My friend and former colleague Ilse Ryder, who has died aged 94, fled to the UK from Czechoslovakia just before the second world war and later became a maths teacher in the London area, working in that role until her retirement in the early 1990s.
Ilse was born in Brüx in Czechoslovakia, the only child of Ernst Stein, a lawyer, and his wife, Elise (nee Grunfeld), a mathematician. Her parents separated when she was seven, after which she moved to Vienna with her mother and then to Prague in 1938.
Ilse and other Jewish children were airlifted out of Prague to London in January 1939 by the Barbican Mission to the Jews. There are photos of 10-year-old Ilse arriving at Croydon airport in a beige coat and pixie hat, looking determinedly ahead with her penetrating dark eyes and holding tightly the hand of a young boy, Peter Needham, who became a friend for life.

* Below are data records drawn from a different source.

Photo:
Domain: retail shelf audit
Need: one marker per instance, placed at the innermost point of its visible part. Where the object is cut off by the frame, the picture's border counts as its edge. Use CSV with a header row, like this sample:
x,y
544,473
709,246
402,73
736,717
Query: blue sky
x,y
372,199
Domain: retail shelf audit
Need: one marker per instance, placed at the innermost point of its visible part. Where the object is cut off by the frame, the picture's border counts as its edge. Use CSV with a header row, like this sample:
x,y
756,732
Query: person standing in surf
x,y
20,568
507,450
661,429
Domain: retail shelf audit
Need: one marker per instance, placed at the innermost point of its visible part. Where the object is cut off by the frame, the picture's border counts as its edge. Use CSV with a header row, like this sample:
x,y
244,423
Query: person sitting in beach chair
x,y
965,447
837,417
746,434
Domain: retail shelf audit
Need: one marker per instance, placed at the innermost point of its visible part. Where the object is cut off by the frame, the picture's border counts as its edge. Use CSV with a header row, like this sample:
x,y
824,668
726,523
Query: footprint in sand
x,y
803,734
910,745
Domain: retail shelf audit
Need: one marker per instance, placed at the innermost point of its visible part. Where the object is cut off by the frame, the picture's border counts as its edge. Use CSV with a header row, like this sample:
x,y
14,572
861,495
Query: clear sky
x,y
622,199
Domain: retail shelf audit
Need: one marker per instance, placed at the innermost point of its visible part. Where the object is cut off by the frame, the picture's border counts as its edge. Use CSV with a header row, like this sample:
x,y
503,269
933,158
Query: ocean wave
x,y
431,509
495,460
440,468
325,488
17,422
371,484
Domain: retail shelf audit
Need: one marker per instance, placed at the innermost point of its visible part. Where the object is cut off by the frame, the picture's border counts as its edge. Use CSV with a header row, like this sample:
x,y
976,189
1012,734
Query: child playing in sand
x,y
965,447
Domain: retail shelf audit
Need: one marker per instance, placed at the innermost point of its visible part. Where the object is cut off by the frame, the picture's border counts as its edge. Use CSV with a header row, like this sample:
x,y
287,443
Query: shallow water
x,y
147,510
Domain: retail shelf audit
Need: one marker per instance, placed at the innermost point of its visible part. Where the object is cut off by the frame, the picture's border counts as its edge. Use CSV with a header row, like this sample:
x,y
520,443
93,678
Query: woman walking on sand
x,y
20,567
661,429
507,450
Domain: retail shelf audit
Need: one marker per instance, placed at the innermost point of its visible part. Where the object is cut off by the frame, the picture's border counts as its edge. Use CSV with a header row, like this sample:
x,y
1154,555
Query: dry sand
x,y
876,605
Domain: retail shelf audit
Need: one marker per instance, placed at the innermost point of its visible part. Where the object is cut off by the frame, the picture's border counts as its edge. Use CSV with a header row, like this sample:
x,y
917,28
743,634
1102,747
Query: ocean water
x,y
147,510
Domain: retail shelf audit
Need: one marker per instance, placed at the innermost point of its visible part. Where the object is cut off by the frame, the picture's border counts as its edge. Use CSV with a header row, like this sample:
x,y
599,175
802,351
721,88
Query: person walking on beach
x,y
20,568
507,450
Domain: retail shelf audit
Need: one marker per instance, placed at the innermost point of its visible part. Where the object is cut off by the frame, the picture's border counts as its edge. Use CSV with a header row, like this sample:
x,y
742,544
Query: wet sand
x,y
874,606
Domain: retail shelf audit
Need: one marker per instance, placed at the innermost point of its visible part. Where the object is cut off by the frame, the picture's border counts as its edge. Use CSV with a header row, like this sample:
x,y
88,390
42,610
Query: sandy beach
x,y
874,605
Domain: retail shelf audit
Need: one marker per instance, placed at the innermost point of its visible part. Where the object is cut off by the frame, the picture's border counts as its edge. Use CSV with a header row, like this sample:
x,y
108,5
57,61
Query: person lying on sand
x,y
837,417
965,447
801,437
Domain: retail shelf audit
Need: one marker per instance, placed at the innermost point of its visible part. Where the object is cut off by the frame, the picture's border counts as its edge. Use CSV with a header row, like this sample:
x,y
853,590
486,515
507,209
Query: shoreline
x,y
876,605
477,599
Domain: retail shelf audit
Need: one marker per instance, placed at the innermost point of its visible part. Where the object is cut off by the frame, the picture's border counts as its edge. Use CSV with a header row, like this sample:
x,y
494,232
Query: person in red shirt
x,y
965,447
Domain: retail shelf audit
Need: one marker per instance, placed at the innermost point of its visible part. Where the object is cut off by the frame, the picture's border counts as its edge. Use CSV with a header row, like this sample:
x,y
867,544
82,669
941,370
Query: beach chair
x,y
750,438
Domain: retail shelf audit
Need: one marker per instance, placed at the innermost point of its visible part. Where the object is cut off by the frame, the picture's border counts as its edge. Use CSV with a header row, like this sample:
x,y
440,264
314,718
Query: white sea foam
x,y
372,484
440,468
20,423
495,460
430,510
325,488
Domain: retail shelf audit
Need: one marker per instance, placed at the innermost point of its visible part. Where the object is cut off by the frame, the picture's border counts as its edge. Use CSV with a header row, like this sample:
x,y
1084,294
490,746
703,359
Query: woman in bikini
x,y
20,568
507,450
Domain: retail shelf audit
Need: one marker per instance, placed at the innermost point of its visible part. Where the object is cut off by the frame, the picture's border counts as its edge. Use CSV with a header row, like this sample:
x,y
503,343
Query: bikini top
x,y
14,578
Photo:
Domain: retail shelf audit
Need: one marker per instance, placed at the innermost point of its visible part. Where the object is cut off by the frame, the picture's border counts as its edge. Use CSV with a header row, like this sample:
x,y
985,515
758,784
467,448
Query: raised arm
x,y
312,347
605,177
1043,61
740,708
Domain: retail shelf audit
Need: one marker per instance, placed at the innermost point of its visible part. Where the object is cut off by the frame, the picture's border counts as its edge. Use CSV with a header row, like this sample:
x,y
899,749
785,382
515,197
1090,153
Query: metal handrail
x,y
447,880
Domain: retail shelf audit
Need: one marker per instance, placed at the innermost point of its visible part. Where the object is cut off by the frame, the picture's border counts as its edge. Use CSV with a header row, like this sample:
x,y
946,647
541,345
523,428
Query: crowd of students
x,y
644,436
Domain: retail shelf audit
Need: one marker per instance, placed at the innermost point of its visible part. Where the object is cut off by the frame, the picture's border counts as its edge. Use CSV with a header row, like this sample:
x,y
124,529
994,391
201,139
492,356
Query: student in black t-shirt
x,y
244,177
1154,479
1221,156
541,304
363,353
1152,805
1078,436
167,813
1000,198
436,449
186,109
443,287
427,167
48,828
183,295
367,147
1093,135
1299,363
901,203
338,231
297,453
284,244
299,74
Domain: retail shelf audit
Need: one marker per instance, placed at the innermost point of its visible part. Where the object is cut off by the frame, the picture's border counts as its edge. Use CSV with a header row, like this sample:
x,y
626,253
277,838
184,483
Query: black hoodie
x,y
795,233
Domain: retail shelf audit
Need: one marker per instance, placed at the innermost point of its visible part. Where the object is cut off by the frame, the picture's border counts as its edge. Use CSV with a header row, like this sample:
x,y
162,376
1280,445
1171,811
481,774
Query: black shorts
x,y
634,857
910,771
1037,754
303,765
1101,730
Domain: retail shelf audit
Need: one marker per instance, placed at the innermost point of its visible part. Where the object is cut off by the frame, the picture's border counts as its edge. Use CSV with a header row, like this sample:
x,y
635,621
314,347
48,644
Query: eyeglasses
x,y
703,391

Some months later her mother followed Ilse to Britain, finding work as a domestic servant in Blackheath, south-east London. Initially Ilse was brought up by missionaries and then attended several church schools, staying with her mother at weekends. At 17 she won a scholarship to St Hugh’s College, Oxford, from where she graduated with a degree in mathematics.
Ilse Ryder arrived in the UK at the age of 10. Despite being unable to speak English at the time, seven years later she won a scholarship to Oxford University
She worked first as an actuary before doing some Oxbridge entrance coaching for pupils at a school in Suffolk and then, in 1956, becoming a maths teacher at Cheadle Hulme school in Cheshire. There she met Leslie Ryder, a fellow teacher, and they were married in 1958.
After a move in the late 60s to London so that Leslie could become an inspector for the Inner London Education Authority, Ilse taught at Wandsworth school until switching to Kingston College of Further Education in 1976, where we worked together and where her responsibilities included oversight of Oxbridge applications from the mathematics department. She also played a key role in initiatives to encourage teenage girls to move into science and engineering, staying at the college until retirement in 1992.
Ilse was a determined woman with insatiable curiosity, particularly for music, literature and politics. Even in her late 80s she would travel alone to Austria to a Schubertiad, or to Dubrovnik to hear her favourite performers, the Capuçon brothers. Just before Covid-19 she relearned Czech and travelled alone to the Czech Republic to be part of a family reunion in front of the house in Brüx where she had lived as a child. She also volunteered for a range of charities focused on the needs of refugees, and did campaigning work for the Labour party.
Leslie died in 2007. Ilse is survived by their two sons, Nick and Jon, and two grandchildren, Matt and Charlie.